吉永は、山田監督の話を受けて「ある日、監督に『おばあさんは、どうですか?』と言われ『もちろんですよ』と言いましたけど、私ね、早まったかな、と…」と、オファーを即答したものの、その後、おばあちゃん役を受けたことについて、思うところがあったと振り返った。そして「私の周りは、おばあちゃんになってきている。たまたま私に、子どもがいなかったら、そう(おばあちゃんの年代)なんだと言い聞かせた」と当時の心中を明かした。

そして、息子を演じた大泉と、孫の神崎舞を演じた、永野芽郁(23)に撮影中、救われた面が多かったと感謝した。吉永は「舞ちゃん(永野)の演技は、いろいろ見ているんですけど、一緒にやって、とても幸せ…おばあちゃんになって、良かった」と感謝した。大泉に対しても「ぎくしゃくして、こうやってくださいと監督に言っていただいても、うまく出来なくて…ダメだなと思ったんですけど、大泉さんに支えられ、撮り切れた」と感謝した。一方で「いろいろな面の衰えも、残念なこともたくさんあるんですけど、今回の映画をやらせていただいて、本当に良かった」とも語った。

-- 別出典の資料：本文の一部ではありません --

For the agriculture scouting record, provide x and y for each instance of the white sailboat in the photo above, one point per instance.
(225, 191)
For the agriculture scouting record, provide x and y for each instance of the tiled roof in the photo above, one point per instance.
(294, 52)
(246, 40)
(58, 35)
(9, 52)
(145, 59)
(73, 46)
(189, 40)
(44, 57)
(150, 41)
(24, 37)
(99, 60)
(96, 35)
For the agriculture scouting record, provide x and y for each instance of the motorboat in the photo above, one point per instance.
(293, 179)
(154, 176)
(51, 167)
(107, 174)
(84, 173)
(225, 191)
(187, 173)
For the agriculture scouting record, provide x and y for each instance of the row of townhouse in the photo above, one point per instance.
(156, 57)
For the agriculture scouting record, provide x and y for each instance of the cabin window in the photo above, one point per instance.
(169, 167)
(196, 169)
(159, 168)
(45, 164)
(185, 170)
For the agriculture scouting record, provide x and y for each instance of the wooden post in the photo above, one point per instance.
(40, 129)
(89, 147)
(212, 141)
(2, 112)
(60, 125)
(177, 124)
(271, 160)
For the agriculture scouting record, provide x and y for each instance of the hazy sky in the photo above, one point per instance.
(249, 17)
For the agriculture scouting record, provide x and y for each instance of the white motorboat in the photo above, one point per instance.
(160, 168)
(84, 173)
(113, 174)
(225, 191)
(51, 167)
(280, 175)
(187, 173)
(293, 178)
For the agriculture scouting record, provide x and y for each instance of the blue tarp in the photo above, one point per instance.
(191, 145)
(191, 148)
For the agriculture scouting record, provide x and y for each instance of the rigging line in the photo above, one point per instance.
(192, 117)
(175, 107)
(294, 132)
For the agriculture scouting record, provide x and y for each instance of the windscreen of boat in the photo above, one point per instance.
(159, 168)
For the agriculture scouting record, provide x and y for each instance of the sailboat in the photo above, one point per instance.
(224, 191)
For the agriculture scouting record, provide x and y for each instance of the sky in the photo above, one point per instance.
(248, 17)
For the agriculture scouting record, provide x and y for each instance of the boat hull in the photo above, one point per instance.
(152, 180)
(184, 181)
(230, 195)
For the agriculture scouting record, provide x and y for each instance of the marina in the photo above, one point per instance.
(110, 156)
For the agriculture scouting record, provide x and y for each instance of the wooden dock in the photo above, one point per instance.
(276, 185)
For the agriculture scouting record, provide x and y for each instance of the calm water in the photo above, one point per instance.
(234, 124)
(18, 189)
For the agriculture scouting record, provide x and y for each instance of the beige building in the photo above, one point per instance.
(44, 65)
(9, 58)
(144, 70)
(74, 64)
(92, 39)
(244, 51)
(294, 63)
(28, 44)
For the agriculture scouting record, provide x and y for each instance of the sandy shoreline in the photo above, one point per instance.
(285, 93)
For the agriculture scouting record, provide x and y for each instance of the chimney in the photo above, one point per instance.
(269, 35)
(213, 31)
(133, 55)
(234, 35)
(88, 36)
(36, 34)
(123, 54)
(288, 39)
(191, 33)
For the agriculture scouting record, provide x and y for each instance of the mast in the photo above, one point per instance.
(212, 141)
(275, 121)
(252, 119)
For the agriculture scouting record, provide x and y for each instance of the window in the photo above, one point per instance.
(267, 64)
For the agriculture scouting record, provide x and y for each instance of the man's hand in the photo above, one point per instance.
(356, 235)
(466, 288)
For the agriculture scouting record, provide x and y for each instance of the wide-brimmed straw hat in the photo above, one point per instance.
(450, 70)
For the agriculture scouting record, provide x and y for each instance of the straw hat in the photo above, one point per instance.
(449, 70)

劇中で、恋をするシーンもある。吉永は「今までは、男の方から思われるシーンがあった。今回は自分の方から恋心を持って接する役…難しいけれど、今、思うと楽しかった。いかがですか?」と、隣に座っていた寺尾聰(75)に呼びかけた。寺尾は劇中で、牧師の荻生直文を演じるが「そういう本(台本)だったので毎日、一生懸命やった。普段の自分から懸け離れた、純粋な男だったので、やりやすかった」と振り返った。

永野は「一緒にキュンキュンし、かわいらしい方。恋っていいなと思った」と、恋する吉永のシーンを笑顔で評した。